2019 HSR&D/QUERI National Conference

1147 — Improving Chronic Pain Care and Opioid Safety in VA Primary Care: Implementation and Evaluation of the Integrated Pain Team Model

Lead/Presenter: Karen Seal,  SFVAHCS
All Authors: Seal KH (San Francisco VA Healthcare System and University of California, San Francisco), Rife,T (San Francisco VA Healthcare System), Li,Y (San Francisco VA Healthcare System) Tighe,J (San Francisco VA Healthcare System)

Objectives:
National guidelines advise clinicians to decrease the use of opioids for chronic pain treatment, yet we are lacking evidence for interventions to de-implement opioids.
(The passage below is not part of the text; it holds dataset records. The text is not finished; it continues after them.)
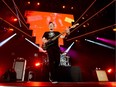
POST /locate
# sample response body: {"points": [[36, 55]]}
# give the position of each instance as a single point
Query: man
{"points": [[50, 40]]}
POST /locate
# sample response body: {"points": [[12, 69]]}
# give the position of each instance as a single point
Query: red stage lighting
{"points": [[37, 64], [109, 70], [15, 19]]}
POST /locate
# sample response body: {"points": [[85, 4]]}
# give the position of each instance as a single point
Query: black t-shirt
{"points": [[50, 35]]}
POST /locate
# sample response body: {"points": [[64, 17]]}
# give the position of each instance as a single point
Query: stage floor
{"points": [[60, 84]]}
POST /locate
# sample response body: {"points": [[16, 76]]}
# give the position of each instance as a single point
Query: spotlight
{"points": [[109, 70], [15, 19], [37, 64], [38, 3], [100, 44], [72, 7], [28, 2], [63, 6]]}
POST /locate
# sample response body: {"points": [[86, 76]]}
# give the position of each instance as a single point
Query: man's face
{"points": [[51, 26]]}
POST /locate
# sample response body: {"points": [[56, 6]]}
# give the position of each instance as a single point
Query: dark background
{"points": [[88, 55]]}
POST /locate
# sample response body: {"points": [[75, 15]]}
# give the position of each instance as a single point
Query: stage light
{"points": [[29, 2], [11, 29], [63, 6], [72, 7], [114, 29], [109, 70], [37, 64], [15, 19], [100, 44], [6, 40], [38, 3]]}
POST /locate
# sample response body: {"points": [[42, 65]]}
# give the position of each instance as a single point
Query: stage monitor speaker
{"points": [[101, 75], [20, 65]]}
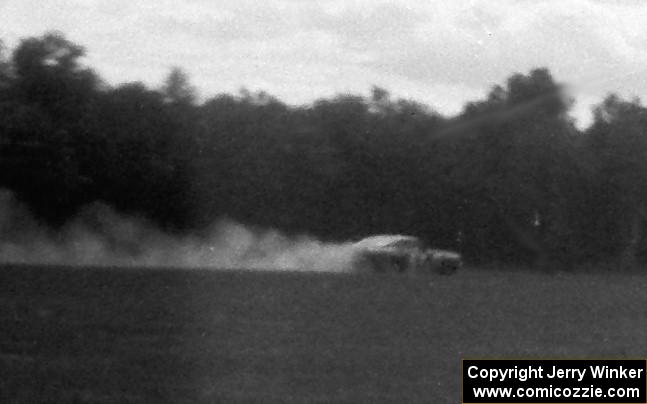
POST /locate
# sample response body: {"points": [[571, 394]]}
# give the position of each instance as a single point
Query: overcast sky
{"points": [[441, 52]]}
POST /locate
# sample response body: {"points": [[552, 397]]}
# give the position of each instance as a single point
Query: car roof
{"points": [[384, 240]]}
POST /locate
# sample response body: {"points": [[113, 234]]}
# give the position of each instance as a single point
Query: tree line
{"points": [[510, 179]]}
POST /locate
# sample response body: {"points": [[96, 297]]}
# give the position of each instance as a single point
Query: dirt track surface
{"points": [[175, 336]]}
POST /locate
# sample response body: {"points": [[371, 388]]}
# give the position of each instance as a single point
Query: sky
{"points": [[438, 52]]}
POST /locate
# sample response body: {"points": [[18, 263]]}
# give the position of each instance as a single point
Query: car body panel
{"points": [[402, 254]]}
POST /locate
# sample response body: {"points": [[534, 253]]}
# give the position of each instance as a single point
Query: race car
{"points": [[402, 254]]}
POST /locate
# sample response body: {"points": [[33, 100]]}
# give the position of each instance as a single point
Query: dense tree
{"points": [[509, 179]]}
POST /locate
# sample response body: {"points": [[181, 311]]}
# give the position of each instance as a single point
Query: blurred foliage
{"points": [[510, 179]]}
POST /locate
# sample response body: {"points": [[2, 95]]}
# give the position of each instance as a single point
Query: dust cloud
{"points": [[100, 236]]}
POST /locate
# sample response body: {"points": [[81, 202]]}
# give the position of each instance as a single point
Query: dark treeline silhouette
{"points": [[508, 180]]}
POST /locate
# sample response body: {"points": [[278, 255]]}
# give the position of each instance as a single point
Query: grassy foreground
{"points": [[187, 336]]}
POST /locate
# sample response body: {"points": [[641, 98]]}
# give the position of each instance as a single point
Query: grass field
{"points": [[187, 336]]}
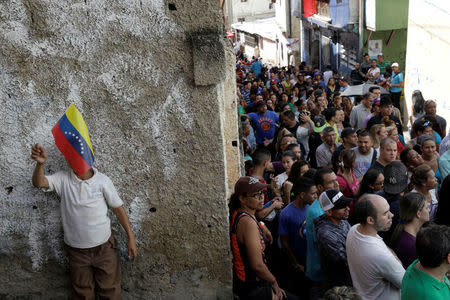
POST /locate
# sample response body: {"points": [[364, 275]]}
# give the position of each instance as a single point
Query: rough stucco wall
{"points": [[129, 67]]}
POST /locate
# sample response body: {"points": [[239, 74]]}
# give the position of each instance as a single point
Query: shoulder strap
{"points": [[238, 216], [374, 156]]}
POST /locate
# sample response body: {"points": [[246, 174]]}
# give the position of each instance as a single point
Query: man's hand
{"points": [[267, 234], [132, 248], [38, 153]]}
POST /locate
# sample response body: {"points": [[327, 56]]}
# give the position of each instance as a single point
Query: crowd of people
{"points": [[339, 200]]}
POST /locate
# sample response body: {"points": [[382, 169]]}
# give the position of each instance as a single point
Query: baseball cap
{"points": [[319, 123], [248, 185], [395, 178], [347, 131], [260, 103], [376, 101], [333, 199]]}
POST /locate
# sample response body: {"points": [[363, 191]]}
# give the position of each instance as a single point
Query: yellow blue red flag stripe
{"points": [[72, 139]]}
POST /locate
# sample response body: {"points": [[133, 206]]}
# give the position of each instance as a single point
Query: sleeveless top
{"points": [[243, 274]]}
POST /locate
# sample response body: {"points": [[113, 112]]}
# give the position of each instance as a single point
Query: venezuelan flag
{"points": [[72, 139]]}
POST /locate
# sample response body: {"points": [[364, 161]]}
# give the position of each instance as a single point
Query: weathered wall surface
{"points": [[133, 69]]}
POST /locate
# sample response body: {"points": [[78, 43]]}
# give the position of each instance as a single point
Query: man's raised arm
{"points": [[40, 156]]}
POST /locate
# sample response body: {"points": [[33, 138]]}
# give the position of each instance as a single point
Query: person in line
{"points": [[430, 110], [361, 111], [261, 162], [394, 186], [426, 277], [331, 231], [377, 134], [342, 293], [385, 111], [388, 153], [324, 179], [414, 212], [443, 210], [91, 246], [396, 85], [348, 183], [425, 183], [264, 123], [349, 140], [325, 151], [375, 270], [429, 154], [365, 154], [249, 238], [292, 235]]}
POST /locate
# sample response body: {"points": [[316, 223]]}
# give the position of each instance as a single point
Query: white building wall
{"points": [[427, 50], [251, 9]]}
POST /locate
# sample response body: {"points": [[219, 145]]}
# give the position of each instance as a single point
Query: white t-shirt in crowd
{"points": [[376, 273], [84, 208]]}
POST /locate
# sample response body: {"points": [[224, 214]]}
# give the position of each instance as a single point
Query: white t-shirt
{"points": [[84, 209], [281, 178], [362, 162], [376, 273]]}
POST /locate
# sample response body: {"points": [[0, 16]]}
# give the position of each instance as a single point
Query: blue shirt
{"points": [[313, 270], [256, 67], [292, 223], [264, 125], [396, 79]]}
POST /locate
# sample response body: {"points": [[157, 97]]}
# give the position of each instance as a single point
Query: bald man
{"points": [[376, 271]]}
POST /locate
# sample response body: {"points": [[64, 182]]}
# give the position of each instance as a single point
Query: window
{"points": [[323, 8]]}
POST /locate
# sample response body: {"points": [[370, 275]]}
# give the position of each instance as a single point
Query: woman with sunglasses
{"points": [[249, 238]]}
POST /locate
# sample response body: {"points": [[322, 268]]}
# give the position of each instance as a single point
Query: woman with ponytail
{"points": [[414, 212], [249, 238]]}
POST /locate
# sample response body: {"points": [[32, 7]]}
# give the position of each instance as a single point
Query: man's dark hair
{"points": [[385, 101], [364, 208], [362, 132], [292, 146], [290, 114], [318, 177], [301, 185], [385, 141], [328, 129], [318, 93], [260, 155], [328, 113], [311, 173], [244, 118], [433, 245]]}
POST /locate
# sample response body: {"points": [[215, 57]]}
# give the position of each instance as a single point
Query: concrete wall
{"points": [[428, 45], [251, 10], [154, 84], [395, 51]]}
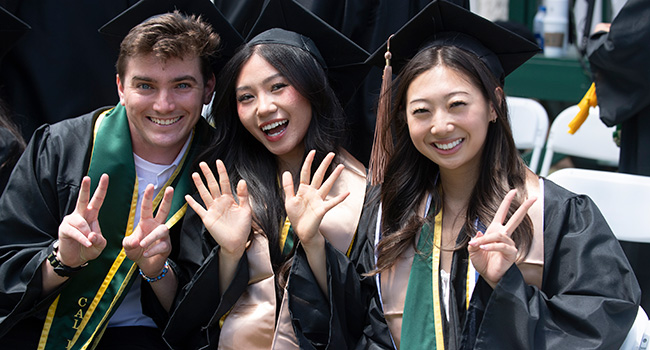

The Integrated Pain Team (IPT) consists of a medical provider, psychologist and pharmacist who together provide short-term management of Veterans with chronic pain with opioid-related concerns. We evaluated the effectiveness of the (IPT) model to decrease opioid use and improve opioid safety.

Methods:
New IPT patients (N = 147) were matched to similar Veterans with chronic pain prescribed opioids receiving usual Primary Care (UPC, N = 147) on visit date, age, gender, number and type of psychiatric diagnoses and baseline daily opioid dose (as morphine equivalent daily dose, MEDD). Veterans were assessed prospectively from baseline to 3- and 6-months for change in opioid dose and opioid safety outcomes.

Results:
Among all 294 Veterans, mean age was 63 years (SD = 12 years); 90% male; 65% white; 36% had received depression diagnoses, 27% PTSD; 18% anxiety and average baseline MEDD was 124.3 mg. Veterans with chronic pain followed by IPT vs. UPC had a mean MEDD decrease of 56 milligrams (mg) vs. 18 mg after 6 months (p = 0.03). An adjusted mixed-effects linear regression showed significant average treatment effects of the IPT and time interaction. At 3 months, the reduction of MEDD in the IPT group was 33.6 mg (95% CI: 12.2-55.0 mg) greater than UPC (p = 0.002), and at 6 months, reduction of opioid dose in the IPT group was 38.2 mg (95% CI: 13.0-63.5 mg) greater than UPC (p = 0.003). This was independent of race, baseline pain severity, opioid use disorder, co-prescription of opioids and benzodiazepines and number of emergency department visits. There were also significant improvements in opioid safety outcomes: urine drug screen monitoring and naloxone kit distribution at 6 months (all p-values < 0.001).

Implications:
Interdisciplinary models of pain care can lead to sustained reductions in opioid dose and improved opioid safety outcomes in Veterans with chronic pain in VA primary care.

Impacts:
The IPT model is now being disseminated and implemented in the context of a large-scale pragmatic trial to determine its effectiveness to improve pain and decrease opioid use among large numbers of Veterans with high-risk opioid use.